Ignoring the possible technical issues.
- Are you sure it isn't as simple as the tutor being busy and choosing to ignore the message?
- Does your site have a extremely simple method for a tutor to reply and say they are busy/not-interested?
- Is there any incentive to encourage tutors to reply when they are not interested?
- Does your site have any reputation tracking to show if a specific tutor tends to ignore messages?
- Have you considered using other technologies to deliver messages or reminders like SMS
- Have you considered integrating with something like facebook so you can notify the tutors somewhere that they visit regularly?
- Have you looked to see if the communication issues are related to a specific domain, or do some tutors not have problems?
I help run a medium-sized university's email servers and did a similar job at another .edu (a large community college). Typically universities have email systems quite comparable to a small ISP or large corporation. Often there's a significant difference between the email service given to students versus that given to employees; ranging from lower quotas for students to completely segregated systems for students. I'm guessing the majority of your tutors are classified as "students" by the university systems.
In other words, there's nothing categorically different about universities' email systems.
We happen to run exim with an appliance/hosted spam filter system in front of our actual mail servers. I know of universities that run Exchange, hosted google, sendmail, postfix, qmail, etc... Often Exchange is limited to employees, but it might also be set up for everybody.
Do you send that confirmation email within seconds of them clicking a button that told them an email was coming? They probably looked for it immediately.
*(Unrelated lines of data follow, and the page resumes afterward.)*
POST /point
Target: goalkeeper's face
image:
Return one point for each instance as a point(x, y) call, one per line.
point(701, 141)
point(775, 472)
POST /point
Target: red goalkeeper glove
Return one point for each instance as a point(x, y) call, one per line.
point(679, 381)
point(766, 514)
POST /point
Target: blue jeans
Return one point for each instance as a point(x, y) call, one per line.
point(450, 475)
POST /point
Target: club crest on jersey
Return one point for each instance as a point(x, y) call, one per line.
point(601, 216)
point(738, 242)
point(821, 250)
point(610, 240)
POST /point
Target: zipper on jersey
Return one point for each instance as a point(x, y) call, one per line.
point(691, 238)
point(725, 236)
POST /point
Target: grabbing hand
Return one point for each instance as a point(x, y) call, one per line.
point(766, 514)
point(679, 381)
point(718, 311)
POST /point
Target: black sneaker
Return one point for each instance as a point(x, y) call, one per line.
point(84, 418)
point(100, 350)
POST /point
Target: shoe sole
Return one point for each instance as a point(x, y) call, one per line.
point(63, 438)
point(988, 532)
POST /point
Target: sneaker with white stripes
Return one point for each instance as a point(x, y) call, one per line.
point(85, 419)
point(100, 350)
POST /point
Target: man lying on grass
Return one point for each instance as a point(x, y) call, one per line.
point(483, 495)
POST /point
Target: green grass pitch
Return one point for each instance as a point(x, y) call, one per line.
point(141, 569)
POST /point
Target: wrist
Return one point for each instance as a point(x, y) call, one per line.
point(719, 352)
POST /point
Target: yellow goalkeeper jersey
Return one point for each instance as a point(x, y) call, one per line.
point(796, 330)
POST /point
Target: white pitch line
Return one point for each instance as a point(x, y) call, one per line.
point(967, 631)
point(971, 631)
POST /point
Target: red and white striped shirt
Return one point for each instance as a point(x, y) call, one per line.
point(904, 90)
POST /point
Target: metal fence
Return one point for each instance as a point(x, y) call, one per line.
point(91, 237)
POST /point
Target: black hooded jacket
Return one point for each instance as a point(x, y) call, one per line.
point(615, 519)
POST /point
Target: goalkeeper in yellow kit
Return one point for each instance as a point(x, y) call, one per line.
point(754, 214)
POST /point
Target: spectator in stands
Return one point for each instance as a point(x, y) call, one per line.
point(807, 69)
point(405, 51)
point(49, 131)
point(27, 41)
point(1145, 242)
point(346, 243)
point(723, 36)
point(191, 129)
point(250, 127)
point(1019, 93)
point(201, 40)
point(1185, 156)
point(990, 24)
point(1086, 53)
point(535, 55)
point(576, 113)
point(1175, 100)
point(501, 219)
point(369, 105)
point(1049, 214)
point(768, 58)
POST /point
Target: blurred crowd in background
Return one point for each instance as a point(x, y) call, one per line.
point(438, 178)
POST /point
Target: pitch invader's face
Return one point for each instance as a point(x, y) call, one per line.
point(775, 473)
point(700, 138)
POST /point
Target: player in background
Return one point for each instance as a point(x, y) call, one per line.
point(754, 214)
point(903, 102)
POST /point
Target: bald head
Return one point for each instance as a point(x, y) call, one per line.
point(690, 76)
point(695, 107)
Do you have any kind of consistent sender or subject tag? Can a potential tutor that hasn't checked their email in a week quickly notice your email from out of a list of hundreds?
Is any of this during summer? We go from roughly 8000 students regularly (at least every 2 weeks) checking their campus email accounts to under 1000 during the months of June and July (first week of August, too). Basically students check their campus accounts for messages from professors and information related to signing up for classes, otherwise they ignore them and use that yahoo or gmail account they had from back in high school that all their friends know.
EDIT: Also, many students set up their email to forward to another account, meaning you have to get through two sets of spam filters and the second spam filter will be looking at both you and the university. And the university probably has problems with zombied systems in their dorms and on their wireless leaving them with a poor reputation.
I think I finally figured out what was wrong. My outgoing messages were HTML but the HTML was not standards compliant (it was just like a plain text but with some BR tags in it, no headers, etc) and there was no accompanying plain text part of the message.
I switched to just sending out plain text emails, and deliverability seems to be improving dramatically. Still a little too early to tell for sure but I'm starting to get a strong feeling that was it.
This is obvious in hindsight, but it was rarely talked about in any of the things I read so I didn't think to check. Apparently: * plain text is the most reliable if you really need to get through spam filters * if you're going to send HTML, make sure it's standards compliant and that there is an accompanying plain text part to the message as well
Can anyone else confirm/deny this about mal-formed html messages and plain text?
I suspect that the major problem is spam filtering: the emails are being flagged as spam, and delivered to a "spam" folder, where the tutor is less likely to see the emails.
I suggest you follow up with one or more of the tutors, and send test messages from a Hotmail account or something to see what is really going on.
If I am correct, I don't know how you can fix it. You may end up having to require the tutors to use Gmail for receiving tutoring messages.